ボゴタ市内は最近複数階アパートの建設ラッシュです。国家統計局の数字でも明らかな通り、新築建設面積が年々増加しており、これは特に市内北部などでそれまでの平屋建て住宅を取り壊しています。
供給があるという事は需要もそれだけあり、建てた途端に全ての階が売り切れるというのは昨今常識にもなって
います。当地コロンビアにも「バブル」が来たという事でしょうか。
その一方で歴史を感じる外観を持つ従来の伝統家屋が市内からどんどん消えていくのが目に見えて分かります。
今回はそんなボゴタの「消えゆく伝統家屋」を画像と共にご紹介したいと思います。
これらの画像の家屋もいずれは消え去り、無機質なアパートに変わってしまう事は間違いない筈ですので、将来的には貴重な一コマになる筈です。
画像の全てはボゴタ市北部のいわゆる高級住宅街の中にポツンと存在するものです。
ボゴタは中心部から北に向かって開発が進んでいった町です。一方中心から南側は逆に所得階層の低い人達が居住するようになり、Calle(ストリート)番号の後ろにSouthを意味する"S"が付く一帯に高級住宅街はありません。
そんな中、古くから北に居を構えていた高所得階層住宅の名残とも言えるのが画像の伝統家屋なのでしょう。

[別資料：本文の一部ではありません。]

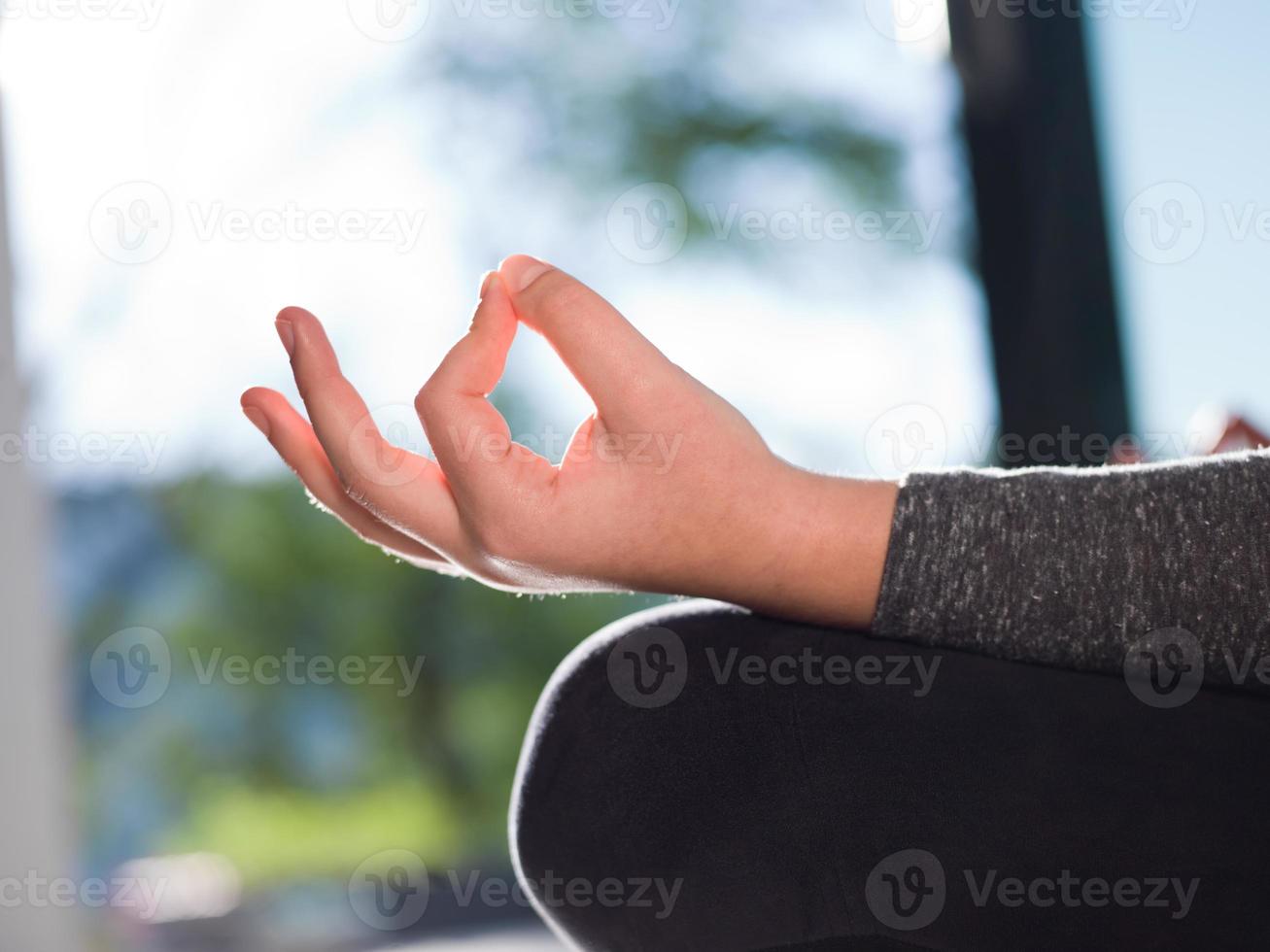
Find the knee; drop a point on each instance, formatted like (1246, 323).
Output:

一般の民家とは明らかに趣が違います。
昨今ではこの土地を有効活用して複数階のアパートに建て替え財を成すケース、若しくは需要に応じて高値で土地を売却したい売主と、買主との思惑が一致してこれら伝統家屋が消えてゆくケースがとても多くなりました。
そして建てられるアパートですが、こちらは以前に投稿した事があり、ボゴタの場合何故か外壁に「レンガ」を使う
ケースが多く、これは超高級アパートにも使用される為、モダンな壁をいざ壊してみると中からレンガが出てくるのが当地の建築スタイルです。

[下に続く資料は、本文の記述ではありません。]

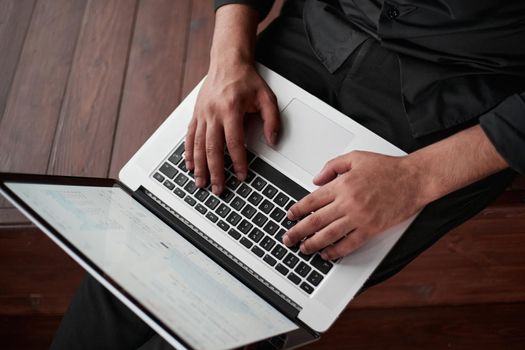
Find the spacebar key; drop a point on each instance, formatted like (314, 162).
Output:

ボゴタでは地震に遭遇するケースが極めて少なく、私自身も明らかに地震を体で感じたケースは1999年1月にコー
ヒー地帯・アルメニアを震源地とする大地震の余波(震度2程度)がボゴタに来た時以来ありません。
そんな土地柄ですから「耐震設計」という概念が全くなく、鉄骨を使用した強固な建築物など市内の全数の1%にも満たないのではと感じられます。建物の基礎柱には鉄筋の束があるだけ、外壁はもろいレンガを基礎にセメントで固めただけのものですので、震度5程度の地震がボゴタを襲った場合、かなりの数の建築物が壊滅すると推測
します。
実際に、先年ボゴタで観測した「ちょっと揺れた」地震で、市内北部にある有名な「ワールドトレードセンター」という、完成当時は市内でもトップクラスだった高級ビルは、現在でも当時の地震のあおりで段差が出来ており、「地震の
爪跡」になっています。このビルはちょうど成田空港第一旅客ターミナルのように変形した建築スタイルになっていますが、その中央棟と右棟とに段差が出来てしまっています。

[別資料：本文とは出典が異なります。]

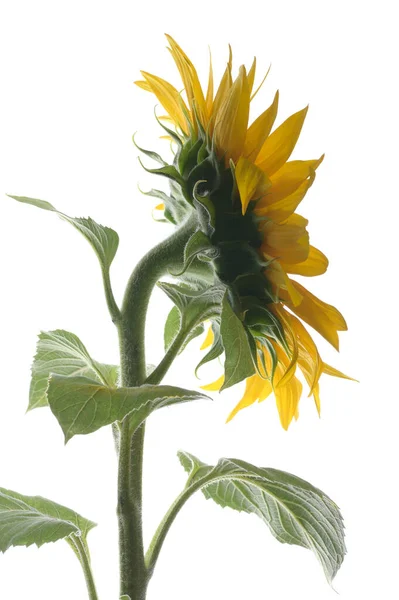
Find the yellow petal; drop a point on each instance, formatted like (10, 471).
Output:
(280, 281)
(291, 175)
(208, 341)
(144, 85)
(214, 386)
(255, 387)
(222, 93)
(232, 119)
(209, 92)
(259, 130)
(315, 264)
(309, 360)
(323, 317)
(289, 365)
(279, 145)
(261, 83)
(288, 241)
(287, 400)
(252, 183)
(282, 209)
(192, 86)
(169, 97)
(316, 397)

そんな状況下でアパート建設現場を見るにつけ、従来からの伝統家屋にある縦横に走る肉太の木柱が何本も剥き出しに見える状態に安心感を覚えます。勿論、これだけでも地震に耐えうる事はないのでしょうが。
しかしながら、これら素晴らしい伝統家屋を残して欲しいと考えるのは、実際に住んでいない傍観者の意見かもしれません。昨今では一般犯罪が激増しており、今や「防犯」の面で欠陥がある伝統家屋に住むよりも、集合住宅に住む事を希望する人が大部分というのも事実です。しかしながら、その集合住宅ですら「赤の他人」の集まりである事が逆に災いし、空き巣や強盗に遭うケースが頻発しているのが最近のボゴタ市内の傾向です。
そうなると、一つの敷地に独立した居を構える伝統家屋が良いのか、それでも「皆いれば怖くない」というアパートが良いのか判断が難しいところですが、いずれにしても従来からの家屋はどんどん消えてゆく運命にある事は間違いなさそうです。それは日本でも同じ事でしょう。